BACH: Cantatas for Bass/ Concerto for Oboe d’amore = Ich hatte viel Bekuemmernis, BWV 21: Sinfonia; Ich will den Kreuzstab gerne tragen, BWV 56; Concerto in A Major for Oboe d’amore, after BWV 1055; Ich habe genug, BWV 82 – Matthias Goerne, baritone/ Katharina Arfken, oboe and oboe d’amore/ Freiburger Barockorchester/ Gottfried von der Goltz, violin and conductor – Harmonia mundi HMM 902323, 56:41 (9/22/17) ****:
A tasteful collection of Bach’s Leipzig cantatas for solo voice and oboe brings us devotional, ardent performances.

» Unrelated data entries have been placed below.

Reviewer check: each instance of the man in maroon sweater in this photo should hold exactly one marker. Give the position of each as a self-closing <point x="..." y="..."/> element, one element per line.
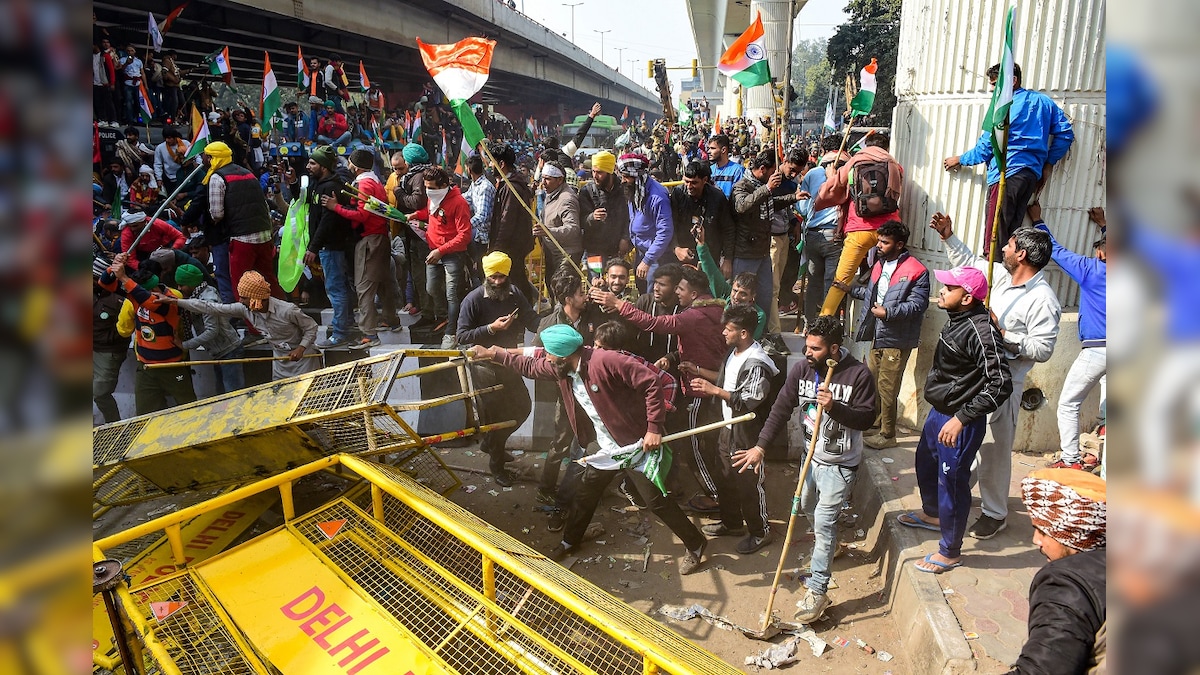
<point x="699" y="329"/>
<point x="598" y="387"/>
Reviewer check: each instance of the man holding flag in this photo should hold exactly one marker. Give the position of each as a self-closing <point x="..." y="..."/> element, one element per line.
<point x="1025" y="133"/>
<point x="598" y="387"/>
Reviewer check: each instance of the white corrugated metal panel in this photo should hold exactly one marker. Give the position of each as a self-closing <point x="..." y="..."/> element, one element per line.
<point x="946" y="47"/>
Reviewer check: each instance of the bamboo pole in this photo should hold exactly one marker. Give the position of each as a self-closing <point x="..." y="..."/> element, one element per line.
<point x="226" y="362"/>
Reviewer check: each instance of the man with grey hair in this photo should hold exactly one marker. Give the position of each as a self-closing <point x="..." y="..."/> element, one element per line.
<point x="1027" y="312"/>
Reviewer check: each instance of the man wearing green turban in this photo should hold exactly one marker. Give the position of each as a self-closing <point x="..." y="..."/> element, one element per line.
<point x="600" y="389"/>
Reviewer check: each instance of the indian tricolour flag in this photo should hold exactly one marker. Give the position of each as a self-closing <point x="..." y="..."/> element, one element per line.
<point x="144" y="101"/>
<point x="747" y="59"/>
<point x="364" y="81"/>
<point x="271" y="97"/>
<point x="864" y="100"/>
<point x="303" y="76"/>
<point x="461" y="70"/>
<point x="201" y="136"/>
<point x="219" y="64"/>
<point x="996" y="120"/>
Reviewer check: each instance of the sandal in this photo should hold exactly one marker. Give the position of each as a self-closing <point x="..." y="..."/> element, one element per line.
<point x="916" y="521"/>
<point x="942" y="567"/>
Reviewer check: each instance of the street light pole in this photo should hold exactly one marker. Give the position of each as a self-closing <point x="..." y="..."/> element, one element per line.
<point x="573" y="6"/>
<point x="601" y="41"/>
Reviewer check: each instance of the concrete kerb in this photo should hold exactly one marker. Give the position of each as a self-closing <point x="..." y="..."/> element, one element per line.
<point x="933" y="638"/>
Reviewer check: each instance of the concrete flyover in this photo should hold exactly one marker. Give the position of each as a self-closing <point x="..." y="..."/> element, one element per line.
<point x="533" y="67"/>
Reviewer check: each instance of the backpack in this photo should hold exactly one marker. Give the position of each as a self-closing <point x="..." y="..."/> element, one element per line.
<point x="869" y="190"/>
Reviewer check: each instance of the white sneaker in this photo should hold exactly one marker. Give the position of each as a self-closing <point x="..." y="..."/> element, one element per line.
<point x="811" y="607"/>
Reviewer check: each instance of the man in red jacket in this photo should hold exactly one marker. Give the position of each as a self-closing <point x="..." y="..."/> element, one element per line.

Recorded in February 2017, these pious products of 1726 convey an austere sense of Bach’s evolving cantata style, which moved away from massive, intricate choruses to a more intimate ensemble involving solos and duets, and the large chorus appears only in closing moments in simple chorales. Bach’s text-painting, his sense of augenmusik, also assumes a new and vivid dimension, especially in the relatively dark Cantata No. 56, conceived for the Nineteenth Sunday after Trinity, a positive, definitive testament of the shriven Christian. The text by Christoph Birkmann (1703-1771) refers to the Gospel, of a sick man with palsy who finds healing upon a ship that takes the former sufferer “into his own city.” The opening movement, which claims, “I would gladly bear the cross-staff,” mixes a cruel sense of dragging a heavy cross with an eerie longing for death. A double counterpoint includes a tritone that invokes the pains of the cross, even as the descending musical line succumbs to the weight of the punishment. The orchestral scoring – which invokes both a seascape and Jesus’ joyous arrival on dry land – includes strings supported by three oboes. As the movements progress, it is the “yoke” of mortality that one drags with him that falls away. All fleshly burdens are put away, “all grief in the tomb,” and the small skiff of this life sails into the Kingdom of Heaven, the port where abides “my most sweet Jesus.” The entire five-movement cantata proceeds with a nasal intensity that asks of baritone Goerne any number of sustained melismas, a test of faith and of musical stamina.
The tone for entire disc the oboe d’amore and string ensemble proclaim at the outset, with the Sinfonia from Cantata No. 21 (from 8 April 1725) for the first Sunday after Easter. The plodding weight of the musical line and the dire coloration in the scoring have much in common with the Erbarme dich of the St. Matthew Passion. Bach marks the middle section of the movement cantabile, a rarity in his scores.
The Cantata No. 82—Ich habe genug—dates for 2 February 1727, meant to celebrate the Feast of Purification of the Virgin Mary, the text taken from Luke. This impressive work—among Bach’s own favorites—contains three arias set in the operatic da capo (A-B-A) format, of which the second “Schlummert ein, ihr matten augen,” presents a blissful rondo-lullaby that bids farewell to this life of misery and embraces the bliss of “Sweet peace, quiet rest.” Gently rocking rhythmic motion finds dramatic expression in the use of fermatas and nuanced harmonic blends. Once more, the sec, nasal quality of Goerne’s powerful baritone impresses me, though it lacks the lulling resonance I had gleaned from Hotter, Fischer-Dieskau, and Mack Harrell. The opening movement provides a lovely siciliana for solo oboe and strings, utilizing a minor sixth to gain emotional urgency. The last aria bestows upon us a festive dance, a celebration of that soul promised to see the Lord Christ before his mortal death.
To complement the aural mixture of strings, voice, and oboe, conductor von der Goltz has arranged the A Major Klavier Concerto, BWV 1055 into what he supposes is the work’s original texture—the urtext’s having been lost- as a concerto for oboe d’amore. The melodic lines each convey a clear, flexible cantilena. The Larghetto presents a siciliana in the relative minor. The last movement gives us a series of four-bar periods that define a fast minuet that maintains a paradoxical calm. Solo Katharina Arfken securely intones her virtuoso part with flair and easy grace. The entire musical journey has enjoyed fine taste, grace, and eminently pious treatment.